¿La ira puede ser buena?
Tribuna de opinión
Se equivocan los que piensan que Jesús es blandengue, bonachón, capaz solo de aguantar
En una sociedad donde reina el sentimentalismo, lo dulzón, en la que uno de los principales valores es quedar bien, tener muchos like, no parece aconsejable airarse por nada. Si además partimos de que todo es relativo, no hay verdad y lo importante es obtener beneficios parece aconsejable la sonrisa tonta. Tener convicciones está mal visto, huele a intolerancia, a fundamentalismo.
Es cierto que debemos cuidar las formas, muchas veces he defendido la buena educación, la sonrisa, la paciencia y la misericordia. Pero la indignación es también muy humana. Sería triste mostrarse indiferentes o, incluso sonreír ante las injusticias: maltrato o abuso de menores, robo, discriminación… es natural que nos rebelemos ante el mal. San Pablo aconseja: “Si os indignáis, no lleguéis a pecar; que el sol no se ponga sobre vuestra ira”. Pero hay una ira o indignación buena: el enfado es natural y positivo siempre que sea moderado y proporcionado.
“Encontró en el Templo a los vendedores de bueyes, ovejas y palomas, y a los cambistas en sus puestos. Con unas cuerdas hizo un látigo y arrojó a todos del Templo, con las ovejas y los bueyes; tiró las monedas de los cambistas y volcó las mesas. Y les dijo a los que vendían palomas: –Quitad esto de aquí: no hagáis de la casa de mi Padre un mercado–. Recordaron sus discípulos que está escrito: El celo de tu casa me consume”. Sorprende ver al más dulce de los hombres airado: al que ante las acusaciones injustas calla; al que perdona y justifica a sus verdugos que le clavan en la cruz. Jesús cede en todo lo suyo, pero no puede ser indiferente ante el mal y la mentira. Tampoco soporta la hipocresía.
El Greco, en su cuadro de la Expulsión de los mercaderes del Templo, pinta al Señor con rostro sereno y lleno de mansedumbre, a los mercaderes paralizados, asombrados ante tanta majestad. No le importa el qué dirán, defiende con fortaleza la dignidad del Templo.

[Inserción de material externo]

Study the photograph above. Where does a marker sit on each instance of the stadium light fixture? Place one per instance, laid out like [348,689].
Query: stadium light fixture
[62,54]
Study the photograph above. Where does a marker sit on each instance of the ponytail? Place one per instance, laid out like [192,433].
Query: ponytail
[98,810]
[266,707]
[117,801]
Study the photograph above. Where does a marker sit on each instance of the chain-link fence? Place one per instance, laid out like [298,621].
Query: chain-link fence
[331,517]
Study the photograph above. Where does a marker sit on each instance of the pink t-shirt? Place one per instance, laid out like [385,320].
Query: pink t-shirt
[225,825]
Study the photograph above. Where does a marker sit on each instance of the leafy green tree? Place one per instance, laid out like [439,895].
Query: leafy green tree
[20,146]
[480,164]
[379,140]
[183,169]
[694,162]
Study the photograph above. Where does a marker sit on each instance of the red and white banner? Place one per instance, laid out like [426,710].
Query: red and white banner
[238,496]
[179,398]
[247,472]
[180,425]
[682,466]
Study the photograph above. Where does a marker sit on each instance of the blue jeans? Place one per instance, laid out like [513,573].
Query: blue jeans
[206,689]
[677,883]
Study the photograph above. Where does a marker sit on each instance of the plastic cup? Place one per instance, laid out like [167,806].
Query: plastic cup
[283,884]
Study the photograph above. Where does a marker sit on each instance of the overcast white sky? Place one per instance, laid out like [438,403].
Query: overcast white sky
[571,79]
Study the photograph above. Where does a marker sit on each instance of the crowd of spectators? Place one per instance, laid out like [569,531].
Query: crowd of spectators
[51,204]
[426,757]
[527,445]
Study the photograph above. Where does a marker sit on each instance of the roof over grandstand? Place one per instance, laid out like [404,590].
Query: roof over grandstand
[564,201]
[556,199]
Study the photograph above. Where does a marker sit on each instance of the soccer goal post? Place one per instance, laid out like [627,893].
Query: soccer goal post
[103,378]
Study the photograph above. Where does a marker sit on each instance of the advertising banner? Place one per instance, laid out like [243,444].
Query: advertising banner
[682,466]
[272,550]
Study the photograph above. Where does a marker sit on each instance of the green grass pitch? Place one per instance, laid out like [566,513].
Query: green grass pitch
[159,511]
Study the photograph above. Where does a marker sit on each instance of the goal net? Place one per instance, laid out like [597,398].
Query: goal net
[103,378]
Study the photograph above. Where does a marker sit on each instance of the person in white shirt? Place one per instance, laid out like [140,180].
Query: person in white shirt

No es bueno tener una conciencia anestesiada, ciega o indiferente. El día que todo nos dé lo mismo, que nos sea indiferente que mientan los hijos o que se maltrate a los débiles, ese día habremos dado un paso atrás como personas. No es solo cuestión de religión, es humanidad. Ante el mal el cuerpo reacciona sintiéndose incómodo, se pone en estado de alerta, espontáneamente quiere evitarlo.
Se equivocan los que piensan que Jesús es blandengue, bonachón, capaz solamente de aguantar. Pero también los que ven en el gesto de la expulsión de los mercaderes una actitud violenta. El látigo que trenza no lo usa contra ninguna persona, es un vaticinio, una profecía del que usarán contra Él. Ni siquiera tiró las jaulas de las palomas, mandó que se retiraran de allí. Como dice Martín Descalzo: “Era su rostro, era su fuerza interior y no un modesto látigo de cuerdas lo que imponía”. No podemos justificar la violencia para defender el bien partiendo de este suceso de la vida de Cristo.
También los cristianos debemos oponer resistencia cuando se conculcan los derechos de Dios, de los hombres, de los débiles. Nos debe doler el ataque a la familia, a la dignidad de la persona humana, todo tipo de injusticia. De un modo muy especial los padres deben ser fuertes para velar por la educación de sus hijos, no pueden abdicar del derecho primario y natural que tienen sobre su buena educación, sobre su formación moral y religiosa. Y mucho menos podemos mirar hacia otro lado cuando se atenta contra la vida.
Estamos llamados a ser testigos, a ser protagonistas de una revolución pacífica –nunca violenta–, pero contundente a favor del bien y de la verdad. Siempre ha habido mártires, testigos de un mundo mejor. Dice el autor citado: “Hay, evidentemente, una –violencia del mártir– y es la única cristiana. El mártir grita con su sangre, protesta con su muerte, lucha con su dolor. El mártir usa la violencia de no doblegarse. Y, misteriosamente, es la única violencia que asusta a los violentos. Porque es una violencia que no tiene otra respuesta que la del torturador y la del asesino”.
Soy consciente de que son duras estas palabras. Pero no es menos duro contemplar a tantos infelices que, engañados, superficiales y anestesiados se cruzan a diario en nuestro camino. Un poco de sentimiento, de pasión no vendrían mal para despertar de nuestro dulce sueño. A mí me ayuda tener en la habitación una buena estampa del Santo Cristo de la Universidad con las marcas de los azotes y el Corazón traspasado, lo miro y despierto de la tentadora modorra.